Invitation to View: The Earth Welcomes Us All: Acrylic Paintings
Artist Statement
The paintings submitted here are part of a larger collection of over fifty abstract paintings titled “Invitation to View: The Earth Welcomes Us All.” The vision behind this collection is inspired by the language of art galleries, museums, historic homes, and cultural attractions that “invite” the public to experience rare and spectacular items, structures, or historic monuments in ways that create a deep and lasting impression. Here, the earth itself is welcoming viewers to an encounter with her natural beauty and the intricacies of her environment, as if landscape and organisms are “in a museum or gallery.” Humans have abused and manipulated our natural world to such as extent that we must consider the consequences of the damage. If we continue to pollute our oceans, how long will it be before sea creatures no longer exist? If we continue to rob the earth of her minerals and resources, how long will it be before the scars on the land cannot be healed? The earth is the curator of imagination, the creator of artistry. In this collection, the personification of the earth waves us all in. Come and see. Come and see the glory of color, shape, form, line, juxtaposition, interpretation. Come and see what’s been designed for us all, before it’s indeed only a replica in a museum.

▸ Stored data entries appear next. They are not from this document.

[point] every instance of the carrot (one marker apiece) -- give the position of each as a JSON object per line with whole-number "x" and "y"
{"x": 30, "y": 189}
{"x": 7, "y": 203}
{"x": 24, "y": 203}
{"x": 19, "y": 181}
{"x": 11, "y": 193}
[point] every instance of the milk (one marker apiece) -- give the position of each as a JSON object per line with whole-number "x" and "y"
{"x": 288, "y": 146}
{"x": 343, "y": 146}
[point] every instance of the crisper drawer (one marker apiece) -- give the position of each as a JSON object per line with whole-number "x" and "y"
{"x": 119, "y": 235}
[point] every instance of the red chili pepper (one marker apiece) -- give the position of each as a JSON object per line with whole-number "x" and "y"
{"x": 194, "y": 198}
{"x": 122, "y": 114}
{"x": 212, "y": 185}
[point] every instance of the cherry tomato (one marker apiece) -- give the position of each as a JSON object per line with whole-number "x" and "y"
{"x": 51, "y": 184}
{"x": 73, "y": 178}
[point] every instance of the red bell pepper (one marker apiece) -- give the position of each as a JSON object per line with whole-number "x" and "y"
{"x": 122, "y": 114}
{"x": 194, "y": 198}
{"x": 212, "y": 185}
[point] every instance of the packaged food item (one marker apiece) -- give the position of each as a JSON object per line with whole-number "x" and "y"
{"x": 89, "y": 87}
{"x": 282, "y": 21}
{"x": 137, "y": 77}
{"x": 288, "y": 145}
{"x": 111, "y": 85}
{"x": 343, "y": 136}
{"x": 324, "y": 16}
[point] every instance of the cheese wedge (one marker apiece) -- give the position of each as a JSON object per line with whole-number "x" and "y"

The paintings are created using the technique of acrylic pour. Acrylic paint is mixed with various substrates and silicone oil and “poured” across the surface, then stimulated with heat and allowed to settle. This creates unique abstract designs containing “cells” and “striations,” which the artist interprets as landscape and specific natural elements. The technique is loose and free. The artist controls the colors chosen, but the design becomes what it will become within the constraints of the mathematical balance of substrates and the scientific properties that act upon them. In this way, the designs are grounded, yet free to become individualistic, just as the images they represent.